Doch die Stadt habe die Frage auch mit der darüberliegenden Denkmalschutzbehörde beim Regierungspräsidium Freiburg klären wollen, sagt Mügge – und dort habe die Sache länger gedauert. Weil ihm das zu lange gedauert habe, habe er die Abbruchgenehmigung beantragt, sagt Kupprion. Es habe im Laufe der Jahre verschiedene Ideen für den Umgang mit dem Gebäude gegeben, die Kupprions Sohn Philipp, von Beruf Architekt und auch Planer des jetzigen Umbaus, sich überlegt habe, wie der Vater heute erklärt.

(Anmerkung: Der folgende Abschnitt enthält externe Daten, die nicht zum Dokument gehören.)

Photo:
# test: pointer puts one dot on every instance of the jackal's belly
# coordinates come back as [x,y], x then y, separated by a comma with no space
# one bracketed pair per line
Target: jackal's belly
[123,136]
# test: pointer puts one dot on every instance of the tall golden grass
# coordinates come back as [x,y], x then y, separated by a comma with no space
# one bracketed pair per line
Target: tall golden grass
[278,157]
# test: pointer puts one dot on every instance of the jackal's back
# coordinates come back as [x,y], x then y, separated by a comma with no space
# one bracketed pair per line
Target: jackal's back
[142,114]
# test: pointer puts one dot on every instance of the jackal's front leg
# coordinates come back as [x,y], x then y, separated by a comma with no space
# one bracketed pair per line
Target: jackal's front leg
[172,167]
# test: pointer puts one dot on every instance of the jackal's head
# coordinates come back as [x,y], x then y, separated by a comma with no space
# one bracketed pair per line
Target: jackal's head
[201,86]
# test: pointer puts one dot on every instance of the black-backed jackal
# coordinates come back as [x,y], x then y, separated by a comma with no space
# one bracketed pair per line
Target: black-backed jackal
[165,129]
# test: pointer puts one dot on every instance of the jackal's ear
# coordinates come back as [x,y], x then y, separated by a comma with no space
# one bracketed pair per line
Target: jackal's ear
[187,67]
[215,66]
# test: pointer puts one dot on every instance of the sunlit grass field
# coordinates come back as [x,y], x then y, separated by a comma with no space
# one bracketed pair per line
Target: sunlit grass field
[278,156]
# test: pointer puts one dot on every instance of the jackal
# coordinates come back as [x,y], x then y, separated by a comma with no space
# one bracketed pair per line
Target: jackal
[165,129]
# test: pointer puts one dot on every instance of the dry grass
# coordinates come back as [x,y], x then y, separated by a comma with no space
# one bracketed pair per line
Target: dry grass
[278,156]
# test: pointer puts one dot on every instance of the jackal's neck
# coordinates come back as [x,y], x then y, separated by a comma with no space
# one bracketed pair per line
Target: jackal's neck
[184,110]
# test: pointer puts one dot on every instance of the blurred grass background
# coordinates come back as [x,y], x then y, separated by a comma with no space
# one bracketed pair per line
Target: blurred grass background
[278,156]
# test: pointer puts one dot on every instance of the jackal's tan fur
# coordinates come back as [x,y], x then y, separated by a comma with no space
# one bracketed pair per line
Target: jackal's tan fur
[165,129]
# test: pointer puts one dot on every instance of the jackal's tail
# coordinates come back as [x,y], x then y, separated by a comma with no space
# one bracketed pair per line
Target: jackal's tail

Mügge und Patrick Wacker, Abteilungsleiter Baurecht der Stadtverwaltung, erinnern sich auch noch an Ideen mit einem kompletten Neubau vor einigen Jahren. „Ein Neubau war aber nie offiziell beantragt“, sagt Wacker.
Die Kenntnisgabe des Abbruchs sei erfolgt, um herauszufinden, ob einem Bau ein Recht entgegenstehe, sagt er übereinstimmend mit dem Unternehmer. Unabhängig davon seien die jetzige Sanierung und der Umbau im Bestand in seinen Augen eine gute Lösung für die Stadt. Und Kupprion sagt auf der Baustelle: „Warum soll man mit Gewalt Substanz kaputt machen?“ Zumal es künftig sogar eine Bundesförderung für Baumaßnahmen geben soll, die die Erhaltung von Bestand belohnt, wie Thomas Mügge erklärt – weil Erhaltung eben weniger CO2 freisetzt als Neubau.